Indie Inc.: Sarah Lerfel

Sarah Lerfel Finds Commerce in Art.

Indie Inc.: Sarah Lerfel

By now the story is somewhat legendary. The mother wants to open a store with her daughter. Coincidentally (or not), there's a store for rent in the neighborhood where they live. They rent the space and name it after the mother, Colette. Mother and daughter Sarah (Lerfel) have been making retail magic in their Paris boutique ever since.

Colette has become a go-to destination for its diverse mix of high and low: Yves St. Laurent and Nike, CDs, a restaurant and water bar, and an Ed Templeton art exhibit with works for sale -- it's the hipster happening, ever-changing, one-stop shopping experience. The windows are curated every week, and the stock rotates as fast as Lerfel's eye can see it and get it in the store. Blink and you'll have missed it, especially now. "We are doing some renovation work this summer, something we never did. We kept doing some little change all the time but we never closed," says Lerfel. "It's a little scary in a way, because the shop works the way it is now, and if we had something else in our life, I suppose we would not make the change. But it's really part of the story, and we keep on changing."

Lerfel studied art and interned at Purple magazine and art galleries. By 1997, change was in the air. No one had done a store like Colette, but the concept resonated. "People traveled and everyone liked the same music," she says. "At the same moment, everybody in New York, Paris and London were talking about the same thing. I think that was new. Before that, New York was ahead of other cities. And more and more it was easy to explain that we would bring the best of the things we like. We would bring Kiehl's, which was only in New York and nowhere in Paris. And we would bring Pucci. It would be the best of different worlds, like a mini-department store with editing."

At Colette, the worlds of art and commerce live in harmony. Take the art gallery, for example. "I always had an interest both in a new young artist and a new pair of sneakers. We always worked more like a magazine and we would consider this gallery like a portfolio page, a space to introduce someone we like [in] the same way we would introduce a new young fashion designer." As cool as the products and the art are, what really makes this space unique is its ability to fit high fashion into the picture. But maintaining a balance between haute and pop is a shifty business. "At one point it was a problem. We had lots of stuff from Prada. We couldn't see the young designers in the middle of the big names. We worked on this. Now we have a very good balance."
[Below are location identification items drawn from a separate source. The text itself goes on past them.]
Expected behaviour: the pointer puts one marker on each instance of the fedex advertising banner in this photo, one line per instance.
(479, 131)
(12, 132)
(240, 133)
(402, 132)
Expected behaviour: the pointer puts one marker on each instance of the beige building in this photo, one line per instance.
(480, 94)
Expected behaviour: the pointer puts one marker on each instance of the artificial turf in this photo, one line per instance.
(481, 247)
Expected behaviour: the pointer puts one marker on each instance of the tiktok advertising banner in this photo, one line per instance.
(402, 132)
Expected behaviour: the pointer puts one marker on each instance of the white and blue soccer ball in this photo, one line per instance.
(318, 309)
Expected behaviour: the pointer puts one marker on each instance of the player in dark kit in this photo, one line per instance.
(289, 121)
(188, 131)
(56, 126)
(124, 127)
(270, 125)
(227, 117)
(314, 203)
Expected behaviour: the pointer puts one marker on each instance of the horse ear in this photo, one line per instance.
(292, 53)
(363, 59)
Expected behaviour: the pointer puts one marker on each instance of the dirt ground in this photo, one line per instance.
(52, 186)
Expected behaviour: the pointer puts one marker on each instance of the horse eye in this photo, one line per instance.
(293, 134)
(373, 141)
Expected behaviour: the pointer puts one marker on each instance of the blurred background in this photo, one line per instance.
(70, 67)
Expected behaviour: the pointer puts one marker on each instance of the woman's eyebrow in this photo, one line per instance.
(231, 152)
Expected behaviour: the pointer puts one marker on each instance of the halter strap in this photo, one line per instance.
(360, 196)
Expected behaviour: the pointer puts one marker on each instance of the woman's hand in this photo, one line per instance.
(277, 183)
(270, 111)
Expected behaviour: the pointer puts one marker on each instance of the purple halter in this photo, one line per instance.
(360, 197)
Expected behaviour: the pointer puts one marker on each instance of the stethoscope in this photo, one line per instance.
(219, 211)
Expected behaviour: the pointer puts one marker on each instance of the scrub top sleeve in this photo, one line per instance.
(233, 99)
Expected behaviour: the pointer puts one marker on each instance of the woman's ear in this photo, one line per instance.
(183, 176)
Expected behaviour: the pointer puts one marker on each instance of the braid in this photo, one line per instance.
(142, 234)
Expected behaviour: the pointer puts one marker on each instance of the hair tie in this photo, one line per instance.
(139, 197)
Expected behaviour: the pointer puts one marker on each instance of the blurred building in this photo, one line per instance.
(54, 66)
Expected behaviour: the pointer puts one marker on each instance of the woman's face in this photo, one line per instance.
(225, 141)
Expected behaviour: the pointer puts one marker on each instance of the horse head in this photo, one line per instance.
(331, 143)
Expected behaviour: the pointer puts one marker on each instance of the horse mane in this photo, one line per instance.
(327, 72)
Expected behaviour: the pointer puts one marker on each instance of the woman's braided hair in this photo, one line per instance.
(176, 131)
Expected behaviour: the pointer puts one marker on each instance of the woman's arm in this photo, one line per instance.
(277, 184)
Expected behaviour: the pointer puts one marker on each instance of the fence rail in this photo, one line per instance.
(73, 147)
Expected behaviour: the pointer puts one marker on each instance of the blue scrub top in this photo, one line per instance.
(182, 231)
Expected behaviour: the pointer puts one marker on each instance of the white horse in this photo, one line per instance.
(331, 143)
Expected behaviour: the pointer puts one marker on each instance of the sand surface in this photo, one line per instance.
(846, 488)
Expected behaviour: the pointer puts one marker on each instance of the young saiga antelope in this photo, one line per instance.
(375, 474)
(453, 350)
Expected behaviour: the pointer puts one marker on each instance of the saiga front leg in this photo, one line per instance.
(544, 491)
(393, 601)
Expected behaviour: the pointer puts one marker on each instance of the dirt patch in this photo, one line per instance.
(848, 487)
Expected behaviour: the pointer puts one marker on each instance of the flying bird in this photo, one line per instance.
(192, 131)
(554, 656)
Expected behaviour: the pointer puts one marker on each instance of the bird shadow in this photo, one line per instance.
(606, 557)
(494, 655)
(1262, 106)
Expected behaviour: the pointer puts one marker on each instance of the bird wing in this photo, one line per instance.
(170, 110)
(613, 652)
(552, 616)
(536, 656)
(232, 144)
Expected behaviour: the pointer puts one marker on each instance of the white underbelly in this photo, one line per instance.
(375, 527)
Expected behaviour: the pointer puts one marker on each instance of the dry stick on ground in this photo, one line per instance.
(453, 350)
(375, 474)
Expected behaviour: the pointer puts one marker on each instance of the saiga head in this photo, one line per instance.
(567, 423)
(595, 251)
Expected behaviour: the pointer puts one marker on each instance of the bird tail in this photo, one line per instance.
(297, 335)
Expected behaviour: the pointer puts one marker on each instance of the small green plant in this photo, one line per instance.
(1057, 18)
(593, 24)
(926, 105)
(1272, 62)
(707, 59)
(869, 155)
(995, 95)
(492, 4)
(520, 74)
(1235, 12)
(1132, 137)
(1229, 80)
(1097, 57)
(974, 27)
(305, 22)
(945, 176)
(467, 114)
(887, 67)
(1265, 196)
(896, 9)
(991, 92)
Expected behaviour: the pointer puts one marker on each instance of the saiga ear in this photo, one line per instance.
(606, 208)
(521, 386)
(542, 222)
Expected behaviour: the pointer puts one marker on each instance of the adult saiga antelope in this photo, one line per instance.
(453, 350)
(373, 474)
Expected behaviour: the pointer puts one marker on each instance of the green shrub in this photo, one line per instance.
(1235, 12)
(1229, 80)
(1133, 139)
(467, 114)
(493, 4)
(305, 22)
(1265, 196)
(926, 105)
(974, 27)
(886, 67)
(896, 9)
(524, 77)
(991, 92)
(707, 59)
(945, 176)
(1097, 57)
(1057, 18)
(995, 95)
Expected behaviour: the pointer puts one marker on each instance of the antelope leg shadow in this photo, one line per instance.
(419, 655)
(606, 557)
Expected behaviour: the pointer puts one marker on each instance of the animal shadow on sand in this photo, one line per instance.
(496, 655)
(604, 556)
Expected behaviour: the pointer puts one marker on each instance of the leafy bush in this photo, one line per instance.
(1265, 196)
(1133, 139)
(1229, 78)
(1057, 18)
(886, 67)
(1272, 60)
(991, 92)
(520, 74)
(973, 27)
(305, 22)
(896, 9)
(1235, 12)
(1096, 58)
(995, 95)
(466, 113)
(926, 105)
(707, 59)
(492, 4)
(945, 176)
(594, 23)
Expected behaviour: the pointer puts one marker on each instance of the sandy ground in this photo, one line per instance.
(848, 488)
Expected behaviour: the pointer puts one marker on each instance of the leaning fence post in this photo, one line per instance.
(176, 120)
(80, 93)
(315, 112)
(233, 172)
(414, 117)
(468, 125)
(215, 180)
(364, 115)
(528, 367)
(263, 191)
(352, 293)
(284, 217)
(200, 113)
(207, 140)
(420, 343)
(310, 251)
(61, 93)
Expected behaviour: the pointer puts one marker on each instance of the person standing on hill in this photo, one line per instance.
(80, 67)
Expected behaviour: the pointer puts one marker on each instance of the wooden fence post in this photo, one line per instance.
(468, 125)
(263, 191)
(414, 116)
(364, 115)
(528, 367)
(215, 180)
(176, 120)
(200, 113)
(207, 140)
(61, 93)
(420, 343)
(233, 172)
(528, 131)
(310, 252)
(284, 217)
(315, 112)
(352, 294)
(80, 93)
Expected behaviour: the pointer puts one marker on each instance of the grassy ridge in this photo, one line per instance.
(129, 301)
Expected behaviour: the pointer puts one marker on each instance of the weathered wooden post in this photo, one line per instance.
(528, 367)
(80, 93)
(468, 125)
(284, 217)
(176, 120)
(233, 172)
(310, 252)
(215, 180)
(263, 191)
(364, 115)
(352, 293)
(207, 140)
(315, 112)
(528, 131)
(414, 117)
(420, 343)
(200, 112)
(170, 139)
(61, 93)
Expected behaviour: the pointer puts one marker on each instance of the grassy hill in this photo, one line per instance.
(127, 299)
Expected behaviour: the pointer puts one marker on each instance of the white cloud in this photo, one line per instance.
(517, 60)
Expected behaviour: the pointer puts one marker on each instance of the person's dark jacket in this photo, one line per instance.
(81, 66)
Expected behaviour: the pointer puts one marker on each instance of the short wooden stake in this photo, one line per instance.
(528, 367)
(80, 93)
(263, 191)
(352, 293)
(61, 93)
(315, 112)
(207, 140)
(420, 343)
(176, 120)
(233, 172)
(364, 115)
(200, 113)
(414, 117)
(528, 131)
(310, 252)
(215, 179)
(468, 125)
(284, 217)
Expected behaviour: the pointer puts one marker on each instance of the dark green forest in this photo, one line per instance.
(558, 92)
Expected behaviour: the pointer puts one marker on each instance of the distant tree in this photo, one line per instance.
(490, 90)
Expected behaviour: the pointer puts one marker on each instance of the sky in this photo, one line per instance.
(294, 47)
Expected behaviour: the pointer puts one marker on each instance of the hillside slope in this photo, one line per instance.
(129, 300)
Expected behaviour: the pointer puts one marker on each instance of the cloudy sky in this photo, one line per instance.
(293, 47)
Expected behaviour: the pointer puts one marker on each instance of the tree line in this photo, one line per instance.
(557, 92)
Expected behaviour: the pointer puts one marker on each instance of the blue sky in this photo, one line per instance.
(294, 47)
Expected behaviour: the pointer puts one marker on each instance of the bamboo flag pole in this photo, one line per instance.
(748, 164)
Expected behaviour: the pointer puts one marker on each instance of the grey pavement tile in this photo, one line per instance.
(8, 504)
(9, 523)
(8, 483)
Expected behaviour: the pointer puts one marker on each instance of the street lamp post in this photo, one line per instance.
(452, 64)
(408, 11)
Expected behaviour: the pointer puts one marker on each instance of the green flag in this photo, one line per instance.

In the global arena, the journey from concept to knockoff is just a flight away. There are the originals, and then the others who come along, improve the concept and sell it for less. "Everyone has an idea, and others see the idea and try to copy it. But they don't live it," Lerfel explains. "Some shops have been inspired by Colette -- they write on a piece of paper everything we have and open six months later. Of course we are completely different six months later because we keep renewing. We keep changing and no one can follow this rhythm."

As part of her duties, Lerfel logs many frequent flier miles looking for the perfect something. Cruising the surface of pop culture, she's curious and interested in so many things that she's an expert in none, doing what she's always done: "To be intersted both in the latest camera and the latest toy or artist. I am really a specialist of the moment, the now."

But a trendsetter? Never. "I don't try to make a trend," she says. "I just put together things I like so if something in Colette becomes a trend, I would be the first to be surprised and happy, and soon we would stop because it will be everywhere and we would not like it anymore."

Though Lerfel swears she will never sell out to a bigger company in order to open more stores, there's always a project in the air to go along with the parties, openings and dance classes that have become a regular kitsch highlight. Most immediately, there's a pop-up store in Beijing during the Olympics and one with Gap in Manhattan opening in September.